T-Mobile and Sprint today took another major step toward completing the merger that they announced last year.
The U.S. Department of Justice has announced its approval of the T-Mobile-Sprint merger. The DOJ today announced that a deal has been reached between T-Mo, Sprint, and Dish Network that'll help to make Dish the fourth major U.S. carrier, replacing Sprint after its merged with T-Mobile.
As part of the deal, Dish will buy all of Sprint's prepaid mobile businesses, including Boost Mobile, Virgin Mobile, and Sprint prepaid customers. In total, these include 9.3 million customers. Dish will pay approximately $1.4 billion.
T-Mobile will provide transitional services to Dish for up to three years after the close of this divestiture deal, helping to move Boost, Virgin, and Sprint prepaid customers to Dish and ensure that these businesses continue to run smoothly.
Additionally, Dish will pay around $3.6 billion for Sprint's portfolio of 800MHz spectrum. These airwaves will be moved to Dish three years after the closing of the T-Mobile-Sprint merger, which will give the new T-Mobile time to continue serving legacy Sprint customers during the network integration of the two carriers. The companies have agreed to provide the new T-Mobile with the option to lease back some of the spectrum sold to Dish for two years after the closing of the spectrum sale.
T-Mobile and Sprint have agreed to provide Dish with at least 20,000 cell sites and hundreds of retail stores to help get its wireless business going. T-Mobile will also provide Dish with "robust access" to the T-Mobile network for seven years while Dish builds out its own 5G network.

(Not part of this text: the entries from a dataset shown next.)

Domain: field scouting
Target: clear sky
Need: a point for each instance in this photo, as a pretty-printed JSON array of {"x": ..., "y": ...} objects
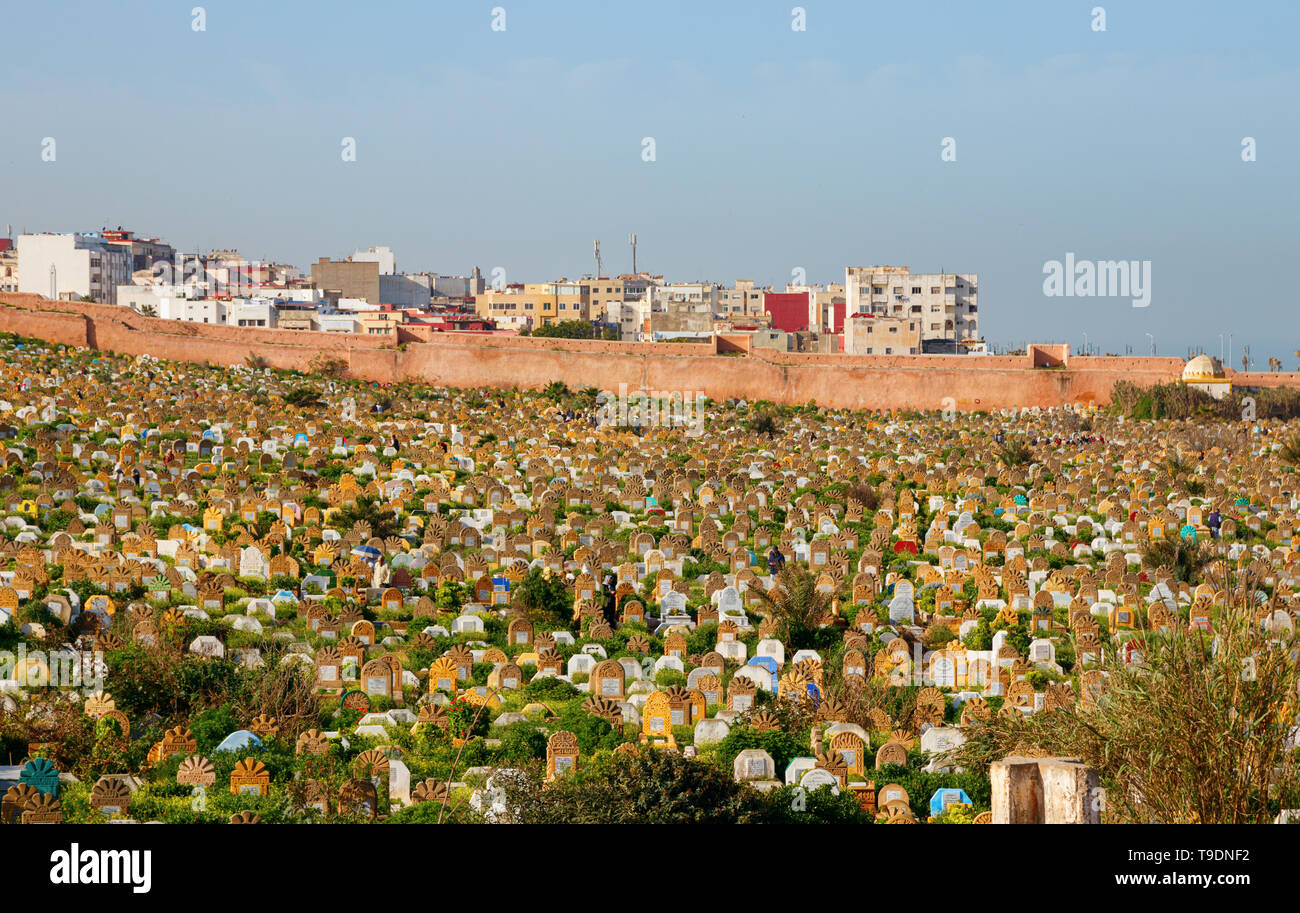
[{"x": 775, "y": 148}]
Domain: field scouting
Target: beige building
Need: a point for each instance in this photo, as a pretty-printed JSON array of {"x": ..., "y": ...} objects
[
  {"x": 867, "y": 334},
  {"x": 1205, "y": 373},
  {"x": 601, "y": 294},
  {"x": 945, "y": 304},
  {"x": 536, "y": 303},
  {"x": 9, "y": 269},
  {"x": 741, "y": 301}
]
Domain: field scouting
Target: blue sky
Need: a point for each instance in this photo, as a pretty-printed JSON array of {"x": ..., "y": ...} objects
[{"x": 775, "y": 148}]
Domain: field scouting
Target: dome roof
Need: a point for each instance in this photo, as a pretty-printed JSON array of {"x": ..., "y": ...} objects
[{"x": 1203, "y": 368}]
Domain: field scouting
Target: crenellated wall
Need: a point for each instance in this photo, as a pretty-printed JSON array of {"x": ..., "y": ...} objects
[{"x": 722, "y": 370}]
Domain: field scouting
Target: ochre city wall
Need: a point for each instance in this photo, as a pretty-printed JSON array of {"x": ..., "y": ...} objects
[{"x": 453, "y": 359}]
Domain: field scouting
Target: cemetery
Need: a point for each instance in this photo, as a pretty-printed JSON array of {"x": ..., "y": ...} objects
[{"x": 242, "y": 595}]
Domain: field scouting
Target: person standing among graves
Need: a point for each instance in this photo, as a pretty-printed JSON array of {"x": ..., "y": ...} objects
[{"x": 775, "y": 561}]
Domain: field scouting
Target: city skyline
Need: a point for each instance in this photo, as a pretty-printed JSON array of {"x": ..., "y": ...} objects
[{"x": 775, "y": 150}]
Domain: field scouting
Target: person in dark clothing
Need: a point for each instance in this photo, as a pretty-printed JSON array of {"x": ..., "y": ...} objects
[
  {"x": 775, "y": 559},
  {"x": 611, "y": 604}
]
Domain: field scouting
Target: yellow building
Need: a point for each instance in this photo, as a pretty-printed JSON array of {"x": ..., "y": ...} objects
[
  {"x": 536, "y": 303},
  {"x": 1205, "y": 373},
  {"x": 601, "y": 294}
]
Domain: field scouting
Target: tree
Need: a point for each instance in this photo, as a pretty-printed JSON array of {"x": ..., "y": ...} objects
[
  {"x": 765, "y": 423},
  {"x": 1197, "y": 732},
  {"x": 1014, "y": 453},
  {"x": 545, "y": 597},
  {"x": 657, "y": 787},
  {"x": 1178, "y": 555},
  {"x": 798, "y": 608},
  {"x": 1290, "y": 451},
  {"x": 303, "y": 397}
]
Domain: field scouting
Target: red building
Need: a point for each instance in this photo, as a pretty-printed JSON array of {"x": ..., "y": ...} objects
[{"x": 788, "y": 310}]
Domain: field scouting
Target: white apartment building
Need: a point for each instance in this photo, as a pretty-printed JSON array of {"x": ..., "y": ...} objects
[
  {"x": 72, "y": 265},
  {"x": 381, "y": 255},
  {"x": 741, "y": 301},
  {"x": 694, "y": 293},
  {"x": 9, "y": 271},
  {"x": 945, "y": 303}
]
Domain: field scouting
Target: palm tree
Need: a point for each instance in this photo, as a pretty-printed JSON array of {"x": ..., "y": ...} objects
[
  {"x": 797, "y": 605},
  {"x": 1013, "y": 453},
  {"x": 1290, "y": 451}
]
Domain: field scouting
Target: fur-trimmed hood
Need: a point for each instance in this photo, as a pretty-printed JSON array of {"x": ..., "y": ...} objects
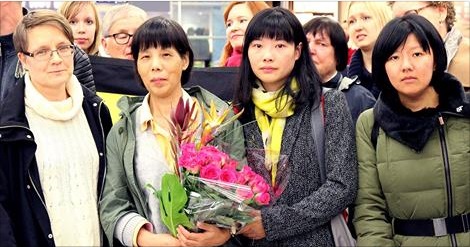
[{"x": 413, "y": 129}]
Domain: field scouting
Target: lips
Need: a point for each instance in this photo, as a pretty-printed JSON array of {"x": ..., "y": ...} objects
[
  {"x": 157, "y": 80},
  {"x": 56, "y": 71},
  {"x": 81, "y": 40},
  {"x": 267, "y": 69},
  {"x": 360, "y": 37},
  {"x": 408, "y": 79},
  {"x": 236, "y": 36}
]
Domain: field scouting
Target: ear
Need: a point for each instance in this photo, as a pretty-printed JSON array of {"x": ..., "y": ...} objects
[
  {"x": 298, "y": 51},
  {"x": 22, "y": 59},
  {"x": 185, "y": 59},
  {"x": 442, "y": 9},
  {"x": 104, "y": 44}
]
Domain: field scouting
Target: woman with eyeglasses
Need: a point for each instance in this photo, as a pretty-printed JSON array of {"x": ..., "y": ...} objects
[{"x": 52, "y": 132}]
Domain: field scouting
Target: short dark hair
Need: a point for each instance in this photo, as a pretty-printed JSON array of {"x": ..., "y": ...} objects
[
  {"x": 393, "y": 35},
  {"x": 165, "y": 33},
  {"x": 325, "y": 25},
  {"x": 280, "y": 24}
]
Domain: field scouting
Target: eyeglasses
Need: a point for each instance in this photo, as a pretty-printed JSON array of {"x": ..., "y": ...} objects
[
  {"x": 416, "y": 11},
  {"x": 121, "y": 38},
  {"x": 45, "y": 54}
]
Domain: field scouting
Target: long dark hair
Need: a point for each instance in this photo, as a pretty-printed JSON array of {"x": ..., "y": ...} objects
[
  {"x": 280, "y": 24},
  {"x": 331, "y": 28}
]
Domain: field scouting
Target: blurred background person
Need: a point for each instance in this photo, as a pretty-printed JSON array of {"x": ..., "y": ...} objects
[
  {"x": 365, "y": 20},
  {"x": 52, "y": 146},
  {"x": 119, "y": 25},
  {"x": 11, "y": 69},
  {"x": 278, "y": 87},
  {"x": 414, "y": 180},
  {"x": 11, "y": 14},
  {"x": 329, "y": 51},
  {"x": 442, "y": 15},
  {"x": 237, "y": 15},
  {"x": 84, "y": 20}
]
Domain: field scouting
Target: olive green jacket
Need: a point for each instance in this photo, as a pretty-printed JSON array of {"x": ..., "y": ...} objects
[
  {"x": 121, "y": 193},
  {"x": 401, "y": 182}
]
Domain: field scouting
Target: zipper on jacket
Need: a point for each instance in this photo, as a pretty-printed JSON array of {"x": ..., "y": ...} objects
[
  {"x": 37, "y": 192},
  {"x": 104, "y": 152},
  {"x": 445, "y": 157}
]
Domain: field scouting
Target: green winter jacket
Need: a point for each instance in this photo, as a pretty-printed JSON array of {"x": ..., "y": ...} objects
[
  {"x": 121, "y": 193},
  {"x": 407, "y": 178}
]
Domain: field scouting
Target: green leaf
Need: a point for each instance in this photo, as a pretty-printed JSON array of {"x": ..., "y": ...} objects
[{"x": 173, "y": 198}]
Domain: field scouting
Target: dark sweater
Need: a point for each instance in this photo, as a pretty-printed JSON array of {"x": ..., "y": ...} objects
[{"x": 300, "y": 217}]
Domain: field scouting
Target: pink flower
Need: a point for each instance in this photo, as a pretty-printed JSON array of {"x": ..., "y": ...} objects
[
  {"x": 246, "y": 175},
  {"x": 244, "y": 193},
  {"x": 210, "y": 172},
  {"x": 229, "y": 175},
  {"x": 230, "y": 163},
  {"x": 260, "y": 186},
  {"x": 262, "y": 198}
]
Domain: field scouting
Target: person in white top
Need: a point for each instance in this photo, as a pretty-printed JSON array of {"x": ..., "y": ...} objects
[{"x": 52, "y": 133}]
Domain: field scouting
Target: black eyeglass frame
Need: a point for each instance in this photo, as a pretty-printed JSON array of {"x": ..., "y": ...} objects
[
  {"x": 35, "y": 55},
  {"x": 128, "y": 37}
]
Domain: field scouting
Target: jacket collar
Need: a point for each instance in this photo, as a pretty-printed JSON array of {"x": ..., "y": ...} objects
[
  {"x": 12, "y": 110},
  {"x": 413, "y": 129}
]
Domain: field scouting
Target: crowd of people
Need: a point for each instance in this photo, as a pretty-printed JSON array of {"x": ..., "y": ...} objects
[{"x": 396, "y": 122}]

Dish is committing to network buildout schedules with its existing spectrum portfolio, which includes 600MHz and 700MHz E Block low-band spectrum as well as AWS-4 and AWS H Block mid-band spectrum. Dish's commitment includes plans to deploy a 5G network using those airwaves.
Today's agreement also requires Dish to use its spectrum to build out a 5G network that covers at least 70 percent of the U.S. population by June 14, 2023. If Dish doesn't reach this deadline, it'll pay the U.S. Treasury up to $2.2 billion.
While today's news does bring the T-Mobile-Sprint merger closer to completion, it's not finished quite yet. The merger is facing a lawsuit from 14 state attorneys general who have sued to block the merger over concerns that it will harm competition, reduce jobs, and raise prices for consumers.
In response to today's deal and the Justice Department's approval, New York Attorney General Letitia James said that the group of state AGs are still concerned about the merger. "We have serious concerns that cobbling together this new fourth mobile player, with the government picking winners and losers, will not address the merger’s harm to consumers, workers, and innovation," James said.
Despite that lawsuit, T-Mobile CEO John Legere remains optimistic that the merger will be completed, adding that he's willing to engage with the state AGs involved in the lawsuit. Legere says that T-Mobile and Sprint expect to get final regulatory approval for their merger in the third quarter of 2019 and that it's anticipated that the merger will be allowed to close before the end of the year.